Hydraulic fracturing (fracking) may be at the center of current debate in states that are experiencing a shale gas boom, but it will remain an important part of the industry and can be performed safely, according to Interior Secretary Ken Salazar.

“I think hydraulic fracking is very much a necessary part of the future of natural gas because without this new technology the amount of natural gas that we have available here in the country is a very diminished amount,” Salazar said during a meeting with reporters hosted by the Christian Science Monitor in Washington, DC, Wednesday. “I think hydraulic fracking can be done in a safe way, in an environmentally responsible way, and in a way that doesn’t create all the concerns that it’s creating across the country right now.”

Last year Salazar signaled that Interior was weighing how it would move forward with a policy requiring producers to disclose the fluids associated with fracking on public lands (see Shale Daily, Dec. 1, 2010). Interior’s Bureau of Land Management (BLM) oversees 250 million acres, which contain 11% of the nation’s natural gas supply. Approximately 90% of the wells currently drilled on public lands are stimulated by the fracking technique, according to BLM. On Wednesday Salazar said he believes companies operating on public lands should be required to disclose the contents of their fracking fluids.

“My own view is that there ought to be disclosure with some safeguards concerning proprietary information. We are in the process of working on a rule, and I don’t know when we will have that rule ready to go, but I believe it is a necessary part of creating a good opportunity for the future of natural gas,” he said.

While “there may have been places where [fracking] has in fact contaminated the domestic water supply,” most oil and gas wells use fracking “and most of them aren’t impacting our water supply — so there’s a way to do it safely,” Salazar said.

Salazar’s remarks came one day after a geophysics professor who has studied fracking for more than 40 years told a Senate committee the practice does not negatively impact drinking water or the environment (see Shale Daily, Oct. 5).

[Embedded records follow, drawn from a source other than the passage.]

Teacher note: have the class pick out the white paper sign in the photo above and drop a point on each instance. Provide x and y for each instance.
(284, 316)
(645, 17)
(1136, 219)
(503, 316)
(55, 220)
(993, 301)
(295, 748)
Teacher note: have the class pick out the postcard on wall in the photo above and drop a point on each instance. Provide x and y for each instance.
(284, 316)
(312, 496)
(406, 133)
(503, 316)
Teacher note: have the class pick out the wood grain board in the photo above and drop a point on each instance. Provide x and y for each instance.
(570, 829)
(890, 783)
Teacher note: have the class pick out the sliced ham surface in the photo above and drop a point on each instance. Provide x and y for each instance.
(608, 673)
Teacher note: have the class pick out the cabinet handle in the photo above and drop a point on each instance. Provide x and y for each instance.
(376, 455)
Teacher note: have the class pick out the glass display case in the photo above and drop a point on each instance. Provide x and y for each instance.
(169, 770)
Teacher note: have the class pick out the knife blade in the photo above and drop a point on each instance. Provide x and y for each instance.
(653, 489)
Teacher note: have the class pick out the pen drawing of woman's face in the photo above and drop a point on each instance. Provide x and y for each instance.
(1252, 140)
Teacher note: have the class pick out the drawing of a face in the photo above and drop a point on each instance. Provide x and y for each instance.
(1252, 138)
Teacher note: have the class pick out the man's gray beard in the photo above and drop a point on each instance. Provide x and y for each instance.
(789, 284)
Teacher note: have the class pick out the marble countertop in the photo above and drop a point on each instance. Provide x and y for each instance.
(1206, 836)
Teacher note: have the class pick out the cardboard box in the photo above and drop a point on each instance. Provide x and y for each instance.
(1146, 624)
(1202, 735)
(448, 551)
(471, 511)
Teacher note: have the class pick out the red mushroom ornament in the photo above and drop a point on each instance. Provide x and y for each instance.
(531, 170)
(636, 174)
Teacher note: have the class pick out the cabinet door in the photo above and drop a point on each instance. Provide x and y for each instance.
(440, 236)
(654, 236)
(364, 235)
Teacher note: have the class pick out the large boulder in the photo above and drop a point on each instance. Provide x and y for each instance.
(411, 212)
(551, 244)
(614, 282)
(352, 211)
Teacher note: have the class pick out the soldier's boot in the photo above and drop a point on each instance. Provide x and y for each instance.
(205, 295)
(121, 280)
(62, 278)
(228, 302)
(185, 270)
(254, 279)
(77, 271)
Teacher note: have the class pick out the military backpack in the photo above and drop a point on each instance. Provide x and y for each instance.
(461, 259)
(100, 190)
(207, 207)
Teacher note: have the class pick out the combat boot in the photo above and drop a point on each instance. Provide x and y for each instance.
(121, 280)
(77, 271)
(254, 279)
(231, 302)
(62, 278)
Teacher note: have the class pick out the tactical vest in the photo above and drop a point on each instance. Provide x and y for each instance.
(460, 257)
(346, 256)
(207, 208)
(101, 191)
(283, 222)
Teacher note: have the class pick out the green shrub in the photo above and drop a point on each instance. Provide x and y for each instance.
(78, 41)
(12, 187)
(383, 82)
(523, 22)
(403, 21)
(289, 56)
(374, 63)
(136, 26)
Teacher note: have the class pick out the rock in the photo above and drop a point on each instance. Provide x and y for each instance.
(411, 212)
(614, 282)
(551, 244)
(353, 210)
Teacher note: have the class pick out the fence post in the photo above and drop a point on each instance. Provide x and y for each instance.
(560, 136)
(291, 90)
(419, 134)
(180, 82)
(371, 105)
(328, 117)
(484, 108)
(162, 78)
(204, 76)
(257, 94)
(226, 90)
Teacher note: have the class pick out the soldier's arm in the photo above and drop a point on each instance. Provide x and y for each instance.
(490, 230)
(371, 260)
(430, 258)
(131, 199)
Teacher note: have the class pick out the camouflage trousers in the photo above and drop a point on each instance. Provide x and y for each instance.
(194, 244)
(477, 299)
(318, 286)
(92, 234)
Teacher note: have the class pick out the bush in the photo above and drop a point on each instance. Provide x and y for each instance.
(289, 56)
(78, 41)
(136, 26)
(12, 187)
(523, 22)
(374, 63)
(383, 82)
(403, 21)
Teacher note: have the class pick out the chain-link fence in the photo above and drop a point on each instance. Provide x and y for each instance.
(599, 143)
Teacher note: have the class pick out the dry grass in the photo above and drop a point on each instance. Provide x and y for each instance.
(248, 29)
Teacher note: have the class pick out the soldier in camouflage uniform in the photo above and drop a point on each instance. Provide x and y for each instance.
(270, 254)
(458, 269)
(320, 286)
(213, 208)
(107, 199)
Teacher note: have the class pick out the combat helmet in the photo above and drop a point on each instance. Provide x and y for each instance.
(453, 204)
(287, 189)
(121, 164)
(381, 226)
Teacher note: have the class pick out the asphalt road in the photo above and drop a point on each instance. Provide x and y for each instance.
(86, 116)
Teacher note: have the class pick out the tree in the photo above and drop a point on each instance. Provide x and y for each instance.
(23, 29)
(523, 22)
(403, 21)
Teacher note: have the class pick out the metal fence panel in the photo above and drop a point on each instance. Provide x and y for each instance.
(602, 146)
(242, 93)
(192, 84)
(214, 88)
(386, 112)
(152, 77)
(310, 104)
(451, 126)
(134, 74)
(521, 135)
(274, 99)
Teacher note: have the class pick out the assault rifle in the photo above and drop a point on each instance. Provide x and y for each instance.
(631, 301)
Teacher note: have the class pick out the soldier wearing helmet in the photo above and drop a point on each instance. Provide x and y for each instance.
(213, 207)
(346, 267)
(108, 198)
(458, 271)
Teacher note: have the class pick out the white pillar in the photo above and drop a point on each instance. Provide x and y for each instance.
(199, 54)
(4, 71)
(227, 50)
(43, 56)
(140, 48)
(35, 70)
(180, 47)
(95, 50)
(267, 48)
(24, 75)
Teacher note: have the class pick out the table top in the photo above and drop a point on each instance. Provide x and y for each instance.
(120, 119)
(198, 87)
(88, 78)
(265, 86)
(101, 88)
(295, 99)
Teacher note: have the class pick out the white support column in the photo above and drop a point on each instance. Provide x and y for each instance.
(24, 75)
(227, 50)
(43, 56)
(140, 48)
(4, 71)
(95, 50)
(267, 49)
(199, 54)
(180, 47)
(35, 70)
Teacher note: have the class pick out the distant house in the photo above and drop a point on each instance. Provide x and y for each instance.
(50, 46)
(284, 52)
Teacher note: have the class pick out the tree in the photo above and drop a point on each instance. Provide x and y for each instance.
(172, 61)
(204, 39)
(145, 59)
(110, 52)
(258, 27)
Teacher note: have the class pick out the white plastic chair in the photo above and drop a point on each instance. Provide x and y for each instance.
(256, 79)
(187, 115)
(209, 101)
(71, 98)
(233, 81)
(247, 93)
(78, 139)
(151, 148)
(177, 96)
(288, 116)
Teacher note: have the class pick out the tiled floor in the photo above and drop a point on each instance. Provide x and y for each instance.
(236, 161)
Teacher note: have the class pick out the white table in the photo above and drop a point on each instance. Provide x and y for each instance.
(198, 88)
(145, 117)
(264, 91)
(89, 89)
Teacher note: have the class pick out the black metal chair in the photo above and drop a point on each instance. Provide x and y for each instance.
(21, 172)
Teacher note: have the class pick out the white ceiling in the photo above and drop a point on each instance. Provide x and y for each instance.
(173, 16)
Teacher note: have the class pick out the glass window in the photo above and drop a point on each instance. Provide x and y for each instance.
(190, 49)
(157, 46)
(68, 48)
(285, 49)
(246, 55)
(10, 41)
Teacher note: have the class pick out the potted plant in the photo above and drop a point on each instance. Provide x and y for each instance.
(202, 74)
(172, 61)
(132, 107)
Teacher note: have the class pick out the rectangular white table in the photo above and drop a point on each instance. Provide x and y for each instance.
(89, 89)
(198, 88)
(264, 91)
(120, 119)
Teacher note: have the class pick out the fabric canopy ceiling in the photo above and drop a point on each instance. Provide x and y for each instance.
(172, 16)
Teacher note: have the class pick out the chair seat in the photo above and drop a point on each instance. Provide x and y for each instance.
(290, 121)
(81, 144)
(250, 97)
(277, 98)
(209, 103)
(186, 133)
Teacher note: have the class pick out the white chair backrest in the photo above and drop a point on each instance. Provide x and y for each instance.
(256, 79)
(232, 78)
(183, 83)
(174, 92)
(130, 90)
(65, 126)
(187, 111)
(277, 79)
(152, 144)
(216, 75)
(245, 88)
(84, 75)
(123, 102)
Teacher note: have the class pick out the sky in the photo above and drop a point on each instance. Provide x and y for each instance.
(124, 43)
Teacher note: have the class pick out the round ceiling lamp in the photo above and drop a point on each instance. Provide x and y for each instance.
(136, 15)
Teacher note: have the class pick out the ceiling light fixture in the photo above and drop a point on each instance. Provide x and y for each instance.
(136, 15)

Despite voluntary disclosure by several individual companies and the efforts of the Ground Water Protection Council and the Interstate Oil and Gas Compact Commission through their Hydraulic Fracturing Chemical Disclosure Registry and Education website (www.hydraulicfracturingdisclosure.org), Salazar and others continue to recommend that companies be required to disclose the chemical contents of fracking fluids (see Shale Daily, Aug. 12).

The Secretary of Energy Advisory Board Natural Gas Subcommittee recently said it “shares the prevailing view that the risk of fracturing fluid leakage into drinking water sources through fractures made in deep shale reservoirs is remote” but it “nevertheless believes there is no economic or technical reason to prevent public disclosure of all chemicals in fracturing fluids, with an exception for genuinely proprietary information.”

More than 100 groups representing U.S. industry last month petitioned to keep the federal government from erecting barriers to fracking (see Shale Daily, Sept. 22). State governments, the on-the-ground regulators of oil and gas drilling, are working with industry to ensure that adequate environmental and safety measures are employed, they said.